My mum’s not on my doorstep so everything I have learned about sewing comes from books, the internet and YouTube! But sometimes I wonder, has anything passed on though the genes? Since day one I’ve always wanted a great finish on the inside – my fake overlocking stitch brings me disproportionate joy. There have been times when I’ve done something and then thought, how did I know to do that? For example, I thread outside threads back into the inside by hand with a needle. I don’t remember reading about this technique nor do I remember deciding to start doing it. Finally, after years and years of wishing I could sew, I realised when watching the god-awful-but-compelling Project Runway All Stars, that for the first time ever, I can actually say I am able to make clothes. I can make clothes and wear at least 50% of them.
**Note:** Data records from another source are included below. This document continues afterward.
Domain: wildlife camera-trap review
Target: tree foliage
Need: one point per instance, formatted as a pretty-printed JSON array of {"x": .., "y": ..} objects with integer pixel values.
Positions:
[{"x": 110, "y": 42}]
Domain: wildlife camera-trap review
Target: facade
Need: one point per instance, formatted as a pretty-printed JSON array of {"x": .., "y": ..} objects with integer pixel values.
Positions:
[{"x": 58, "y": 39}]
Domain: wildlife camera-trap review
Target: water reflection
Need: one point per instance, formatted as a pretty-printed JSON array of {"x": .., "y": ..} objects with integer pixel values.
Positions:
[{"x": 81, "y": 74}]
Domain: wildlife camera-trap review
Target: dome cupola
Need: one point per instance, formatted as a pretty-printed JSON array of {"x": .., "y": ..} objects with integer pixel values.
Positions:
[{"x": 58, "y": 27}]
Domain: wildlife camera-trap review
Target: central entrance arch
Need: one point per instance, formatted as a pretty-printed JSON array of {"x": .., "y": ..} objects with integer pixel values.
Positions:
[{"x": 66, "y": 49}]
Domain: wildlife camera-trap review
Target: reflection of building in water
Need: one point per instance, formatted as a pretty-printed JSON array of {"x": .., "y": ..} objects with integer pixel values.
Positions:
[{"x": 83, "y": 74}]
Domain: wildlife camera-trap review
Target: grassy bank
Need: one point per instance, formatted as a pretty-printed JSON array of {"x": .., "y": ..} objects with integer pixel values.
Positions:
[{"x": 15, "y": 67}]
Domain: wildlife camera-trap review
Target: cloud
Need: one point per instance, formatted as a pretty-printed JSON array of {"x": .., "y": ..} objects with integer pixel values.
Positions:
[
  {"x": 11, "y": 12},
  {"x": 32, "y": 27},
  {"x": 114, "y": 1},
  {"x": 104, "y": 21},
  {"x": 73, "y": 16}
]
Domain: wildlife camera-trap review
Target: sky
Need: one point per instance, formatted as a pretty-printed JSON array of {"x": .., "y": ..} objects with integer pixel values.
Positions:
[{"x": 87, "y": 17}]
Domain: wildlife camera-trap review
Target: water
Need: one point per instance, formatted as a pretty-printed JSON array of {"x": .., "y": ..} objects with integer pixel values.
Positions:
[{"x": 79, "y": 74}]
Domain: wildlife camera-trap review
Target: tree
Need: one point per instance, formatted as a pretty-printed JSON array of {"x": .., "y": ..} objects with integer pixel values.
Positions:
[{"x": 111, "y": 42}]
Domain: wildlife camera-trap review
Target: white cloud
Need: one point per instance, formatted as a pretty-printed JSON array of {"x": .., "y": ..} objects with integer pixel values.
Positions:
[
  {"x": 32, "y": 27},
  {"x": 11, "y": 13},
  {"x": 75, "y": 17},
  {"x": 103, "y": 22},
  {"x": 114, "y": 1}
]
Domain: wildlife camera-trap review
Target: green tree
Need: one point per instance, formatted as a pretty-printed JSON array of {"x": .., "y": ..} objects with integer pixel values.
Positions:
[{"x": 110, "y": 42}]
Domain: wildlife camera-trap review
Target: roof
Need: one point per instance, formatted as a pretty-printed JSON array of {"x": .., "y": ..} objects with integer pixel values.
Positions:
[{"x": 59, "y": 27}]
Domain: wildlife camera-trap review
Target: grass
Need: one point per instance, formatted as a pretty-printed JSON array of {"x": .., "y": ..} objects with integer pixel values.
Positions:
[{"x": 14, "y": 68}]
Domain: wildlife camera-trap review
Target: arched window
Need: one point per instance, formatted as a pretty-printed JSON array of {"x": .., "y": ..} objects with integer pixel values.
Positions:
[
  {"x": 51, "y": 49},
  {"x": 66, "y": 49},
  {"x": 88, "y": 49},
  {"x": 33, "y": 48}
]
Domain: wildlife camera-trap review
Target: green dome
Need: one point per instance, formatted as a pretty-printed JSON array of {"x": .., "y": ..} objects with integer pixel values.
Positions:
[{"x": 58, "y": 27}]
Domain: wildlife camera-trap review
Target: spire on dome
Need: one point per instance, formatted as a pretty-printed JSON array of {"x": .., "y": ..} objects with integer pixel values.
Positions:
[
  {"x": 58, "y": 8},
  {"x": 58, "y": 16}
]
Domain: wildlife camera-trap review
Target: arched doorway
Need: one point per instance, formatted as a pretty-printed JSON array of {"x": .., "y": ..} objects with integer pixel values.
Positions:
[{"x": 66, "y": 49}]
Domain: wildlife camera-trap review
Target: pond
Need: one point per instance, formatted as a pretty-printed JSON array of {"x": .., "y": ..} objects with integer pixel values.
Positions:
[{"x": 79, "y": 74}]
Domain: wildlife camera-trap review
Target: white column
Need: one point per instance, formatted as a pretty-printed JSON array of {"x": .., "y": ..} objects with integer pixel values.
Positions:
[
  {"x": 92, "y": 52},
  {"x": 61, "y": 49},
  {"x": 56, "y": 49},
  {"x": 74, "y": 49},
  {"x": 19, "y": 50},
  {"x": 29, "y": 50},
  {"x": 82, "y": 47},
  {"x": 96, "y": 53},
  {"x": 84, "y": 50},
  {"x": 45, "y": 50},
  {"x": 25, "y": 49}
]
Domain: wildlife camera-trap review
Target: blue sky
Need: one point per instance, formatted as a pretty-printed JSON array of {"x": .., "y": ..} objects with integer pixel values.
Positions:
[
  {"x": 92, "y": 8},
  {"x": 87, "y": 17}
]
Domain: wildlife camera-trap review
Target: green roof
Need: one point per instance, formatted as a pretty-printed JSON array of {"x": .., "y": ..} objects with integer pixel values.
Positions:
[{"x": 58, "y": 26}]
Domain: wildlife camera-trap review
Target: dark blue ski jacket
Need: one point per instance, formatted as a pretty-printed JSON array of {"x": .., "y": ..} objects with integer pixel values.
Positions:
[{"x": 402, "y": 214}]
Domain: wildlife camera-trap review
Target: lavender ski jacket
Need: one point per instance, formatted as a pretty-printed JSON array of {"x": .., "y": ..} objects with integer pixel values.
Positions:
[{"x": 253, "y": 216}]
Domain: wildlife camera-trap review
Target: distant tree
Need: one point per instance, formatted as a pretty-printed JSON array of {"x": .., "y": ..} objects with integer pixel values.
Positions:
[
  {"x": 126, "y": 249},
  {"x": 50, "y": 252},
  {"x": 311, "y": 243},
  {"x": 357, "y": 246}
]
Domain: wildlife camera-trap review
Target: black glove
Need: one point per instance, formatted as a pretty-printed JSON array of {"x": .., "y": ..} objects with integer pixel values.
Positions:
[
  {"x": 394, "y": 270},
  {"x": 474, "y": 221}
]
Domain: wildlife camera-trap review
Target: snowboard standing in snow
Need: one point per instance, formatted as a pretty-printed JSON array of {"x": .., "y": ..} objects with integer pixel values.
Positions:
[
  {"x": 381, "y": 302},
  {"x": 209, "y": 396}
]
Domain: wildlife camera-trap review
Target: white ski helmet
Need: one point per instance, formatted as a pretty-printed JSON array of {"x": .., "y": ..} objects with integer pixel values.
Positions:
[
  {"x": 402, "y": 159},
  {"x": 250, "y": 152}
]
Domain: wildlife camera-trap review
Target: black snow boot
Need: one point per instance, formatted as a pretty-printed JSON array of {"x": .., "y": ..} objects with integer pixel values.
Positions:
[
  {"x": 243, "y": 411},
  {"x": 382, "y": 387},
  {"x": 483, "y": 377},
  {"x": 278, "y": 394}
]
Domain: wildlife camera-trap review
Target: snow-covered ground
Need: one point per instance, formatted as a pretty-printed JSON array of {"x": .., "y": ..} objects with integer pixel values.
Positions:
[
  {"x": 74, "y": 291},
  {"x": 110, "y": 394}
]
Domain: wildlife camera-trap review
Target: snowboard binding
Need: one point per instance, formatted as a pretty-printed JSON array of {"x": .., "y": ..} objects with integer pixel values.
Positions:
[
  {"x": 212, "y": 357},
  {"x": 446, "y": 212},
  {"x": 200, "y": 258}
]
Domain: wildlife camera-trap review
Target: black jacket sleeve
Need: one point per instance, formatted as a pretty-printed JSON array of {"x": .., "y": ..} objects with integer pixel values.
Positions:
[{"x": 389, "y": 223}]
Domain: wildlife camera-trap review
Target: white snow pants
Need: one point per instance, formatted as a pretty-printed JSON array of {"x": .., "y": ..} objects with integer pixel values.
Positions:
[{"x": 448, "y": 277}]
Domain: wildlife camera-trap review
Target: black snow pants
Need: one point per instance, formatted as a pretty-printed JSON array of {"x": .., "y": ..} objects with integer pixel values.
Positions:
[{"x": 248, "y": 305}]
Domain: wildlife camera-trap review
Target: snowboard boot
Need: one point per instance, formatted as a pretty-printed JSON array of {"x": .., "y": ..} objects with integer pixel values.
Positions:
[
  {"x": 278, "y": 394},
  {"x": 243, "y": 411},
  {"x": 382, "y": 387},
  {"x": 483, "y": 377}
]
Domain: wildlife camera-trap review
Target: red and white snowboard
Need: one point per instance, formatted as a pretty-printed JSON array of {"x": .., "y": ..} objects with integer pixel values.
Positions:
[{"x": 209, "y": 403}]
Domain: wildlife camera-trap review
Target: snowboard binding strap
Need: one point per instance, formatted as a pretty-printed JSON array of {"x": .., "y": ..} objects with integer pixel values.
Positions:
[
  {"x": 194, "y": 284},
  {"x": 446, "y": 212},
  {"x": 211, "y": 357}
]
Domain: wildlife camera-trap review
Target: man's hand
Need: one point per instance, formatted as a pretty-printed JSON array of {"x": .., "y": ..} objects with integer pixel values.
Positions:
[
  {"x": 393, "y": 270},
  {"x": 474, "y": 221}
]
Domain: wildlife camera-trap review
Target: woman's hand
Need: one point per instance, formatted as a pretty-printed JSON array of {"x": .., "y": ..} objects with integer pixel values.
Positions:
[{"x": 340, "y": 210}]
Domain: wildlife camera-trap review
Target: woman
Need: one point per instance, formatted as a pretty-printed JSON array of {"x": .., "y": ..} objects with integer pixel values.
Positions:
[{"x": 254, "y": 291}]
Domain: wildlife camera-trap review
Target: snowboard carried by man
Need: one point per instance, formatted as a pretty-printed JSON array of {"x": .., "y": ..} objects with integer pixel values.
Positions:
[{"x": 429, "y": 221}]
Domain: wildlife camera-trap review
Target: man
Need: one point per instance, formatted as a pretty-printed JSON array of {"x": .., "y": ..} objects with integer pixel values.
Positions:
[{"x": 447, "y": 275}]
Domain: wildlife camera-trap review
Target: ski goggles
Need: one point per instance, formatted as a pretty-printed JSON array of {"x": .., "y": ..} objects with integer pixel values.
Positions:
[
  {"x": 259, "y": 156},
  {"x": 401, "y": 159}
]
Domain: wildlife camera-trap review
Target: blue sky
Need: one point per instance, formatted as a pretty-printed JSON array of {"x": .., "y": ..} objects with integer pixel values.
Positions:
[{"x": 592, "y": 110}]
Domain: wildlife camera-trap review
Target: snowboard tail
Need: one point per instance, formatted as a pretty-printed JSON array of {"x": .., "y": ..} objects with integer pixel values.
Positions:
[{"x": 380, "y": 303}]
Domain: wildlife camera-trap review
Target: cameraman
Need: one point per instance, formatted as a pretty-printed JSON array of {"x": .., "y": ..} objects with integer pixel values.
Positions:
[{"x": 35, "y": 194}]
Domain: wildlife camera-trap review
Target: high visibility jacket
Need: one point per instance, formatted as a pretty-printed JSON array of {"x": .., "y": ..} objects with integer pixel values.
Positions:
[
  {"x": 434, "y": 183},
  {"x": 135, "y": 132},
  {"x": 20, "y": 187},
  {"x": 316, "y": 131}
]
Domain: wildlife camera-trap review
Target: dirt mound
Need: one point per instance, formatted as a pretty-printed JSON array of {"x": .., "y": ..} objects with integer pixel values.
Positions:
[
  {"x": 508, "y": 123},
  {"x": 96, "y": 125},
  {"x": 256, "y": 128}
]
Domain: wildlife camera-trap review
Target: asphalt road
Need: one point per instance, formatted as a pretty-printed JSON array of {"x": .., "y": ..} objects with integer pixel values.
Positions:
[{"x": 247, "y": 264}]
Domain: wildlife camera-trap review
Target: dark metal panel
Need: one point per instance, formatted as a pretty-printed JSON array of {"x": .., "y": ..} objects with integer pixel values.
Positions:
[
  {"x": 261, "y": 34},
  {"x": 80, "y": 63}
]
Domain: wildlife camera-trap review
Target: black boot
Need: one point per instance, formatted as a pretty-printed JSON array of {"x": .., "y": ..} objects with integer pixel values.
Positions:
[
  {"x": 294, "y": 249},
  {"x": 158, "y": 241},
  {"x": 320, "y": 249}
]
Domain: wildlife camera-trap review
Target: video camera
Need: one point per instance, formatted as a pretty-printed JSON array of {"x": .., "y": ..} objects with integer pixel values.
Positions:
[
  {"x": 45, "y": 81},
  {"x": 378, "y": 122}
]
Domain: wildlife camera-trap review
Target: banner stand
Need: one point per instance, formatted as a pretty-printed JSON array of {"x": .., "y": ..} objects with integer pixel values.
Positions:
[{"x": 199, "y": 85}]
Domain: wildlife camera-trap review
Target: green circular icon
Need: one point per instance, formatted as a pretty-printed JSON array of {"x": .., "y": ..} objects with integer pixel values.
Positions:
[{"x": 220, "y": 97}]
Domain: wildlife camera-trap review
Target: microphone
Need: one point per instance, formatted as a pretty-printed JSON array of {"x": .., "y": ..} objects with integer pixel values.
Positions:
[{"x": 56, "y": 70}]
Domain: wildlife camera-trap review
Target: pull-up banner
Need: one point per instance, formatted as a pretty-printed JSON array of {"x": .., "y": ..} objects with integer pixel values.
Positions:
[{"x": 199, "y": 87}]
I know that my daughter won’t like sewing already. She just won’t. Its sod’s law. But aswell as thinking back to the sewing ladies and upholstering gents that are in my ancestry, I also dream about the future. Of teaching H to sew, starting her little sewing kit, letting her sift through the button box that we all remember doing as a child. I’d love to make her outfits that reflect her passion of the moment, help her design party dresses or god-forbid some kind of EMO-gothic cloak. It’s wonderful when she sits on my lap helping to feed through the fabric when I’m sewing. My biggest dream is that we’ll have a studio and sit side by side talking for hours. I already know how very unlikely this will be.
It is desperately sad how all this sewing heritage that we have is disappearing. My great-aunt made this dress completely by hand. Even the smocking. It’s flawless! Look at the reverse – did I get my clean inside obsession from her? It was a gift for one of us as a baby. Can you imagine the love and good intention that is in each stitch? You can’t pass that on with a cute outfit from Mothercare. For my mum and the women (and men) before her – making your clothes was a necessity. For me it’s a hobby and for my daughter, who knows? But along the way it is desperately sad to lose the skills, knowledge and love that accumulate in one garment. I do hope we can keep it going.
As alway, I’d love to read your comments. Fingers crossed for a healthy Christmas holiday and tonnes of time to sew!